Network-intrusion detection software
Network-intrusion detection software closely tracks and investigates traffic on a network. It monitors for malicious activity, such as malicious SQL (structured query language) injections or DoS (denial of service) attacks.
Network-intrusion detection software can be considered a passive response. A passive response system identifies the suspicious activity, logs the data and notifies the system administrator. It is then up to the administrator to take the next step to stop the attacks from occurring.
Network intrusion-detection software can also be proactive. This is known as action response, or reactive.
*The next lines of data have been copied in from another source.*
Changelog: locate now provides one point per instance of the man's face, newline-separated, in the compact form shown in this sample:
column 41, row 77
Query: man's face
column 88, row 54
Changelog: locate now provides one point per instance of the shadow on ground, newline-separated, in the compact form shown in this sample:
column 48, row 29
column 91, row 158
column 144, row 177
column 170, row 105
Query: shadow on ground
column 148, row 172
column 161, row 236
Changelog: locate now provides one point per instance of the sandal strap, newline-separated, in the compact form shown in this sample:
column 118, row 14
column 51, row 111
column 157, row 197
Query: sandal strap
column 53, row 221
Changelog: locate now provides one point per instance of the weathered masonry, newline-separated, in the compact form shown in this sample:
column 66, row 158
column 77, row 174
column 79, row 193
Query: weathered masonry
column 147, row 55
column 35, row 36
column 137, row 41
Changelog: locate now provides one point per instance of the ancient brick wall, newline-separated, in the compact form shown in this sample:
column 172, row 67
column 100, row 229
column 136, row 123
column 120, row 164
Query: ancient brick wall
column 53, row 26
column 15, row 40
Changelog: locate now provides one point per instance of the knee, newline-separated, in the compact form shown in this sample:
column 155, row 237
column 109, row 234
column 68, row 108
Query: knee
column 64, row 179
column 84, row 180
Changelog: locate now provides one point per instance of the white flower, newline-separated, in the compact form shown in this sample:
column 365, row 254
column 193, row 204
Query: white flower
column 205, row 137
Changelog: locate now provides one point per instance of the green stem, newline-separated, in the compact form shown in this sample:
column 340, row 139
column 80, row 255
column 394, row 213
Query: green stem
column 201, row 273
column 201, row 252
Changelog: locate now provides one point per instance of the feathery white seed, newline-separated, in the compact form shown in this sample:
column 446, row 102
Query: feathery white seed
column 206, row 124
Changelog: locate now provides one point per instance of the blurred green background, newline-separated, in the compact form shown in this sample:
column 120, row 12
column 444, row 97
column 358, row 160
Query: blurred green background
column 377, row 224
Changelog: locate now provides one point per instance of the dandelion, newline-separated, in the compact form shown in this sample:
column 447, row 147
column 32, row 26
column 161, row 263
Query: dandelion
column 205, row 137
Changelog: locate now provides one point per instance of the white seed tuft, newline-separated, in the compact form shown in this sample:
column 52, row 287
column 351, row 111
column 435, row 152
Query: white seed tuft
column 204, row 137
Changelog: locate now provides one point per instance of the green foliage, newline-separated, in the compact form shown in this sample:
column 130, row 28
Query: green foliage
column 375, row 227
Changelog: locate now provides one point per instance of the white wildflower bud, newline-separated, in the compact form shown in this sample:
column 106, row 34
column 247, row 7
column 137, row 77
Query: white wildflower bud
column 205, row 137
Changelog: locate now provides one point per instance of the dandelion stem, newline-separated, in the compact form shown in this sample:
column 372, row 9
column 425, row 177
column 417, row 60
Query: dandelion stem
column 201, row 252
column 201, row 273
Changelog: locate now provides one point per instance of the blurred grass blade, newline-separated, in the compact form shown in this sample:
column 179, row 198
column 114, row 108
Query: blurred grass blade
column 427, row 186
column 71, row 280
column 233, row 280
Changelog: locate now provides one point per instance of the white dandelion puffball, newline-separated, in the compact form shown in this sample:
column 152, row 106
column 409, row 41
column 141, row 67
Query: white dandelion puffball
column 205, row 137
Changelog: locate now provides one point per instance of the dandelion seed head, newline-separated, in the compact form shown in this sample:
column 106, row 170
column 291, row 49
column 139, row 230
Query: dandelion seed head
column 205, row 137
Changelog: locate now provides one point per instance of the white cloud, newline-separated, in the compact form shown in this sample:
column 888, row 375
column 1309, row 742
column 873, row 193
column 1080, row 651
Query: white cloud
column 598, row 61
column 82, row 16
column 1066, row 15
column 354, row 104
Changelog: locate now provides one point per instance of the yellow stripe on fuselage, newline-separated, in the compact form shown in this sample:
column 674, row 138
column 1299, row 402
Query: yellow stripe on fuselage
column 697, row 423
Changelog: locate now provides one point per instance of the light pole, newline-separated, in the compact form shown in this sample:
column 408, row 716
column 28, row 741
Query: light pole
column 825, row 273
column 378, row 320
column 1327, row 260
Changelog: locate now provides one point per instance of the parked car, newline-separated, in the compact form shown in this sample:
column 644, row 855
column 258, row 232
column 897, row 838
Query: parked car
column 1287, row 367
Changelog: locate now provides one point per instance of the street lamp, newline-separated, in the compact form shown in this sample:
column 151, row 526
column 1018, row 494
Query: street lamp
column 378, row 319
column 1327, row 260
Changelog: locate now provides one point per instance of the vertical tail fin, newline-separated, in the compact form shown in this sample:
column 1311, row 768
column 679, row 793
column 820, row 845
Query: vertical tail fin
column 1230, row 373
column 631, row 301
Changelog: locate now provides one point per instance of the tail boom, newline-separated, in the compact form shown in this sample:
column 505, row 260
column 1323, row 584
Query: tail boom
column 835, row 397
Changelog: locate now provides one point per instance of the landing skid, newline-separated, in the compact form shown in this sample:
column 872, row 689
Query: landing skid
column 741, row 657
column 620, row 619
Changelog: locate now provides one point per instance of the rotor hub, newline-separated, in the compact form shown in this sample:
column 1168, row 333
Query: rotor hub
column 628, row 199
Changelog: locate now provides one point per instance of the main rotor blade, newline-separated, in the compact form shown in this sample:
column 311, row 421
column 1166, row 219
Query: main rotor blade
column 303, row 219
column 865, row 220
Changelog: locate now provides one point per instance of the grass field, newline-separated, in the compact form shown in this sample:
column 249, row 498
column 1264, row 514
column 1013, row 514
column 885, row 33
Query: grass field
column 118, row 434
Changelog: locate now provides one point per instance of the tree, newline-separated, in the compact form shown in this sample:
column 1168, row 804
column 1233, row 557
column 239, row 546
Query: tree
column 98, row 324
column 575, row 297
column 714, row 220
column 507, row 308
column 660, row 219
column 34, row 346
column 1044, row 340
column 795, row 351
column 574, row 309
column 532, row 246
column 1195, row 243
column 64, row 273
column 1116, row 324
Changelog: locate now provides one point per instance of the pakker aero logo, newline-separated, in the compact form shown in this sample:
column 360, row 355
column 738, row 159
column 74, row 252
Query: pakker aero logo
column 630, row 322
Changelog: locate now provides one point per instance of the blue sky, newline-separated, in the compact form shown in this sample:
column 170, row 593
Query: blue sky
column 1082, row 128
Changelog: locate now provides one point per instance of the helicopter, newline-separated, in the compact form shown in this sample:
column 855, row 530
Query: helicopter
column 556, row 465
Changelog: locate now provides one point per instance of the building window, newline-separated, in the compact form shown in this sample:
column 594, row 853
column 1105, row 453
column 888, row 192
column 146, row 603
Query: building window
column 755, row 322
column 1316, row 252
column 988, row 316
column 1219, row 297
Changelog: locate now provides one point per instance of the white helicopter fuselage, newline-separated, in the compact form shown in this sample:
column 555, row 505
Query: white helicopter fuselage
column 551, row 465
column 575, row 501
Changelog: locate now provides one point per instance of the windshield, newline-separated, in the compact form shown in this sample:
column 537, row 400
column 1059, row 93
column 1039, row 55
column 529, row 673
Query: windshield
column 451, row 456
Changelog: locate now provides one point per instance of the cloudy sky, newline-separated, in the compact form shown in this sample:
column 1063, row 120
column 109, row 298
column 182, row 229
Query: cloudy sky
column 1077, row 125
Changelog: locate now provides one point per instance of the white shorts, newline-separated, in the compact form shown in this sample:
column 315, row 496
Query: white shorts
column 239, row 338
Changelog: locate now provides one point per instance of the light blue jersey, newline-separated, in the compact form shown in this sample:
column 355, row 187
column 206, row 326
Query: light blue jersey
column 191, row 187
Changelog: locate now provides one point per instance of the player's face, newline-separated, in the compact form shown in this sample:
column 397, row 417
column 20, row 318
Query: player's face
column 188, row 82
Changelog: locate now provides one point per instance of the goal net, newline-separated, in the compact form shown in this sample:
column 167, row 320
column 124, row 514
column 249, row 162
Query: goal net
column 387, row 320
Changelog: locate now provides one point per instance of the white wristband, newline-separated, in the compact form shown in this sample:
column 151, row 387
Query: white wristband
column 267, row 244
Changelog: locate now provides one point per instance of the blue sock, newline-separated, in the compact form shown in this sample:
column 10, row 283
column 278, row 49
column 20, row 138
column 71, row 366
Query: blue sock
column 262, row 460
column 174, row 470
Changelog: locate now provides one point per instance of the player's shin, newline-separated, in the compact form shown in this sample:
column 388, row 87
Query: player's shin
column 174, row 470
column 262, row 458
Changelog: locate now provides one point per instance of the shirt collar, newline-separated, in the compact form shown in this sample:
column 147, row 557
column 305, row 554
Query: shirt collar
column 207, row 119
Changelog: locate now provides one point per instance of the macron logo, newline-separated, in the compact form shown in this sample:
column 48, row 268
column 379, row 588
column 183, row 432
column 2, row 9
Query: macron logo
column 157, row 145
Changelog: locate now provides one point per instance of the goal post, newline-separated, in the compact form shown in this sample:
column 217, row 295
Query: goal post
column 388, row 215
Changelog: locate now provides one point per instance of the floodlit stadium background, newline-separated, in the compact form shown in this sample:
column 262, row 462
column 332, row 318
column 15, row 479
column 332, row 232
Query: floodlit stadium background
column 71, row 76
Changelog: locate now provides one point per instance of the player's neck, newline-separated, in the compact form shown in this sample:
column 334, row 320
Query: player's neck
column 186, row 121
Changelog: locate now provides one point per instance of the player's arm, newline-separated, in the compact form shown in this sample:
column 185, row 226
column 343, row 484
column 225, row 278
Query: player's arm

An active-response system takes action against suspicious activity. After it detects an attack, an active-response system can change the network device's settings, such as firewalls or routers, reboot the server or close ports and connections.
Network-based, intrusion-detection software examines all network traffic. It also keeps track of multiple hosts. Network-based, intrusion-detection software is attached to a network device, such as a network switch or hub. This is how it can access and monitor network traffic.
Host-based, network-intrusion detection software monitors suspicious activity on a host, which is a local system. The host-based, intrusion-detection software identifies intrusions by analyzing application logs or system log files.
Firewalls block intruders from accessing the network. They work closely with routers, analyzing network packets and deciding if they should forward the data to the destination. Firewalls can be either software or hardware. Firewalls are not known for being as proactive as network-intrusion detection software.